The Centre on Friday slapped a windfall tax on domestic crude oil producers, imposed export duties on petrol, diesel and aviation turbine fuel (ATF), and hiked the import duty on gold in efforts to reduce pressure on the rupee, rein in the current account deficit (CAD), and increase the domestic supply of petroleum products.
Domestic producers sell crude oil to domestic refineries at international parity prices, thus making windfall gains.
The government also imposed special additional excise duties of Rs 6 and Rs 13 per litre on the export of petrol and diesel, respectively, following a shortage of the fuel for almost a month. A majority of private outlets had stopped fuel supplies, forcing the government to resort to expanding the universal service obligations (USO) to the private sector as well. The USO required them to maintain supplies at specified working hours and at “reasonable prices”.
While private oil companies continue to earn windfall profits, the Centre’s decision in May to cut the excise duty on petrol by Rs 8 and on diesel by Rs 6 per litre to reduce inflationary pressures is expected to cost the exchequer Rs 85,000 crore in FY23.
Finance Minister Nirmala Sitharaman told reporters that in extraordinary times like these, the government had opted for a two-pronged approach to boost domestic fuel supplies and earn additional revenues. “We want India to become a refining hub. We are happy that (fuel) exports are happening. We are happy that companies are making profits, but (these are) phenomenal profits. We need at least some of it for our own citizens. At a time when we don’t have enough domestic supplies, I also have to keep India’s consumers in mind,” she said on Friday.
The government’s decision to have an additional cess of Rs 23,250 per tonne by way of an special additional excise duty on crude is going to have a major impact on companies like state-run Oil and Natural Gas Corporation (ONGC), Oil India, Vedanta’s Cairn Oil and Gas, and Reliance Industries (RIL). The decision may fetch the government around Rs 67,400 crore per annum, as the country produces around 29 million tonnes of crude oil a year.
Small producers, whose annual production of crude in the preceding financial year was less than 2 million barrels, will be exempt from this cess. “This defies any rationale. Windfall tax has to be ad valorem and linked to the profit. So this is not windfall tax; it is a levy,” said R S Sharma, former chairman and managing director of ONGC.
Shares of ONGC and Oil India declined 13.3 per cent and 14.8 per cent, respectively, on Friday. The two state-run majors jointly produce 72 per cent of the total domestic crude oil of about 30 million tonnes. The average crude oil price realisation for both the companies was expected to rise to $90-100 a barrel in 2022-23, as compared to $70 a barrel in 2021-22.
The decision was taken after crude oil prices increased by over 40 per cent in 2022 owing to the sanctions imposed by various countries on Russia, following the Ukraine war.
The Centre’s decision also came two days after giving a boost to the industry by providing marketing freedom to domestic crude oil producers, a move that would have helped in increasing domestic production.

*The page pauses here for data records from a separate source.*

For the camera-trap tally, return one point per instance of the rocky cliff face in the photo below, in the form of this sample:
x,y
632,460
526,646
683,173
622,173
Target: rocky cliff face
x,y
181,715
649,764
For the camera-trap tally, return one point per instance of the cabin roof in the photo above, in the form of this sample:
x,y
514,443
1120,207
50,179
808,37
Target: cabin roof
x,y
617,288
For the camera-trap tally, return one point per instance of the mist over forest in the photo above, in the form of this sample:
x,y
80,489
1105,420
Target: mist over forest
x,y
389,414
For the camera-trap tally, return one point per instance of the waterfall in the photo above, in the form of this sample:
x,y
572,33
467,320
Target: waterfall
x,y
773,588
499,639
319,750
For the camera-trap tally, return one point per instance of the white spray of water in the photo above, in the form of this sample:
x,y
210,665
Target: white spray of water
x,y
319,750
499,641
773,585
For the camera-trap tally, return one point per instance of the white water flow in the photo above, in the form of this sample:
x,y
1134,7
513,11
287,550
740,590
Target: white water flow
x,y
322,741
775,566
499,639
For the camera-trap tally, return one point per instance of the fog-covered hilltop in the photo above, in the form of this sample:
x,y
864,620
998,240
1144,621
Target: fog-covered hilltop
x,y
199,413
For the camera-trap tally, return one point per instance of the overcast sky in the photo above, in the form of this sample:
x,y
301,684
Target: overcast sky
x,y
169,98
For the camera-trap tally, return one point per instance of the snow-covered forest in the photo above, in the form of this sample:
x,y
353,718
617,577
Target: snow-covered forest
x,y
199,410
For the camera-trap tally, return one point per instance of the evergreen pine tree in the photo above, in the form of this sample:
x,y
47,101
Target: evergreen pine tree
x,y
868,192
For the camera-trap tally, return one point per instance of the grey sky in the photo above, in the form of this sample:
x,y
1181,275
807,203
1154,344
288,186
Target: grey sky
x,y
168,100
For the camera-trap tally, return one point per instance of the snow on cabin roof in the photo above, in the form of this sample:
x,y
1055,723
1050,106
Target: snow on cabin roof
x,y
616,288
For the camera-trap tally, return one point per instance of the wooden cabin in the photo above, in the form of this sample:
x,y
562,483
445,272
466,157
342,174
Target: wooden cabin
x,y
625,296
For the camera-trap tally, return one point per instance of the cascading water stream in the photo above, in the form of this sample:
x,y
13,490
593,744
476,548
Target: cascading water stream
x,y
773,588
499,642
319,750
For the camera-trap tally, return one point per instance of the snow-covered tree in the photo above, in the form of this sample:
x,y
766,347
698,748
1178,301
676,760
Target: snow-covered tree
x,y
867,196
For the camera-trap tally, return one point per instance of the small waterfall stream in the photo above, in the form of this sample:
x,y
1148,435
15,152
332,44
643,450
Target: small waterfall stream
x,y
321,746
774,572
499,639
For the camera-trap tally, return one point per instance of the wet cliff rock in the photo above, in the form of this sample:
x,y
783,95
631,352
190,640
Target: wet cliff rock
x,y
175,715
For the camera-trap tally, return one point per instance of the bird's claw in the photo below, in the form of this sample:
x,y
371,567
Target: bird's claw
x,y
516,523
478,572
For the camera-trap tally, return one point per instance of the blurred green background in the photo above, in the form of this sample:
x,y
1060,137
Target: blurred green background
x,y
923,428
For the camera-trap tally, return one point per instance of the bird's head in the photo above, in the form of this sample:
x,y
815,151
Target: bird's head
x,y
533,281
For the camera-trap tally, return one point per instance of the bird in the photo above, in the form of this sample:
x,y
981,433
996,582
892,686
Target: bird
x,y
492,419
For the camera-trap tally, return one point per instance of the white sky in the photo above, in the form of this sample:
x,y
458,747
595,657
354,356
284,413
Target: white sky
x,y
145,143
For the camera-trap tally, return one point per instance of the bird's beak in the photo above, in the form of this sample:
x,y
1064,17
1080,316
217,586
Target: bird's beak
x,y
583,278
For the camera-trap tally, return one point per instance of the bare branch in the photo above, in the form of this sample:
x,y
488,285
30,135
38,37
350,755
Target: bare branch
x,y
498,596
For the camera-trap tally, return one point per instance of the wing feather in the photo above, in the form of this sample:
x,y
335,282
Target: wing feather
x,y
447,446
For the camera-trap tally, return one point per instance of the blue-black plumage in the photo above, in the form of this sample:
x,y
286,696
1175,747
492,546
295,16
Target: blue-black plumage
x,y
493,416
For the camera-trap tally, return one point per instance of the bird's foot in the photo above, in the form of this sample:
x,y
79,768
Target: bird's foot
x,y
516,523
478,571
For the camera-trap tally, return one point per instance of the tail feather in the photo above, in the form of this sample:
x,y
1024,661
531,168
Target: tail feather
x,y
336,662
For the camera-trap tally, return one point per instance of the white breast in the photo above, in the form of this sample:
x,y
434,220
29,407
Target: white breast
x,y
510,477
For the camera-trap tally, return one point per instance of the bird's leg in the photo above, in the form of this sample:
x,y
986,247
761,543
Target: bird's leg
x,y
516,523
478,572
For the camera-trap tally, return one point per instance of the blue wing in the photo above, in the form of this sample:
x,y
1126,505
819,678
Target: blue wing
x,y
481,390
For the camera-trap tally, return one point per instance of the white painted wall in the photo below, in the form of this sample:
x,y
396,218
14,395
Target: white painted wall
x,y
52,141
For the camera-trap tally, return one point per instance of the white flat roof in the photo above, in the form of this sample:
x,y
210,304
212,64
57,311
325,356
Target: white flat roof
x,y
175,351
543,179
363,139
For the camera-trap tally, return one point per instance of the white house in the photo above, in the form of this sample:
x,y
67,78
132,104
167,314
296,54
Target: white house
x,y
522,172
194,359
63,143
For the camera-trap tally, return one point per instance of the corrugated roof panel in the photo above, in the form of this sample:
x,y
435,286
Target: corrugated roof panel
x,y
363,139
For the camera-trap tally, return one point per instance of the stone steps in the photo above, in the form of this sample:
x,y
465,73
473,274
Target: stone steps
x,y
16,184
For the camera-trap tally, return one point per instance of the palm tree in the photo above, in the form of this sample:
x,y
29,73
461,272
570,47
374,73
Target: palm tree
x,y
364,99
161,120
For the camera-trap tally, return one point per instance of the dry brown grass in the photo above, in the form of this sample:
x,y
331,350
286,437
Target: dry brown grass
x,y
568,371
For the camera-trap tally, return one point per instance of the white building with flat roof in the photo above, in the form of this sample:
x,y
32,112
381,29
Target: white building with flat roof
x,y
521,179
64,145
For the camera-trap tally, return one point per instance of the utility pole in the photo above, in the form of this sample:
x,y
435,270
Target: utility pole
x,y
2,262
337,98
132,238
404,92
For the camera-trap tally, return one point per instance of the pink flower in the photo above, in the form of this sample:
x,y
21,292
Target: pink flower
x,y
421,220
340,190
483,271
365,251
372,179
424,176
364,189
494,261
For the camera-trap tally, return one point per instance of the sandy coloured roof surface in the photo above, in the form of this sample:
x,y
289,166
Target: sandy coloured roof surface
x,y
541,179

The government said the current cess would have no adverse impact on domestic petroleum products or fuel prices as the cess would not be applicable to the import of crude oil. However, giving a small relief to the producers, no cess will be imposed on additional production over the preceding year.
At the same time, export policy conditions have also been imposed by the Directorate General of Foreign Trade (DGFT), that the exporters would be required to declare at the time of exports that 50 per cent of the quantity mentioned in the shipping bill has been supplied in the domestic market during the current financial year.
“However, export to Bhutan and Nepal is exempted from this condition. Similarly, this condition is not applicable to 100 per cent EoUs and units in SEZs. Such exporters are also required to file a quarterly return to the Ministry of Petroleum and Natural Gas,” the DGFT said in a statement. India exported only around 13 MT of petrol and 32 MT of diesel in 2021-22.
The government added that a special additional excise duty of Rs 6 per litre was imposed on exports of ATF also due to the similar reasons. In 2021-22, India exported only around 5 MT of ATF.
To curb rising gold imports, the government hiked customs duty on the yellow metal to 15 per cent from 10.75 per cent. In May, India imported 107 tonnes of gold, the highest in a year, putting additional pressure on the CAD.
Madhavi Arora, lead economist, Emkay, said the indirect import and export curbs by duty tweaks were aimed at reducing the impending pressure on the CAD and thus the currency. “This policy action by the government comes after the RBI’s consistent intertervention in all currency trading spaces to signal its support. Dislocation in forward rates, falling forex cover, persistently high commodity prices have implied the RBI intervention strategy cannot be the sole support for the rupee and fiscal support in the form of trade curbs might be needed,” she added.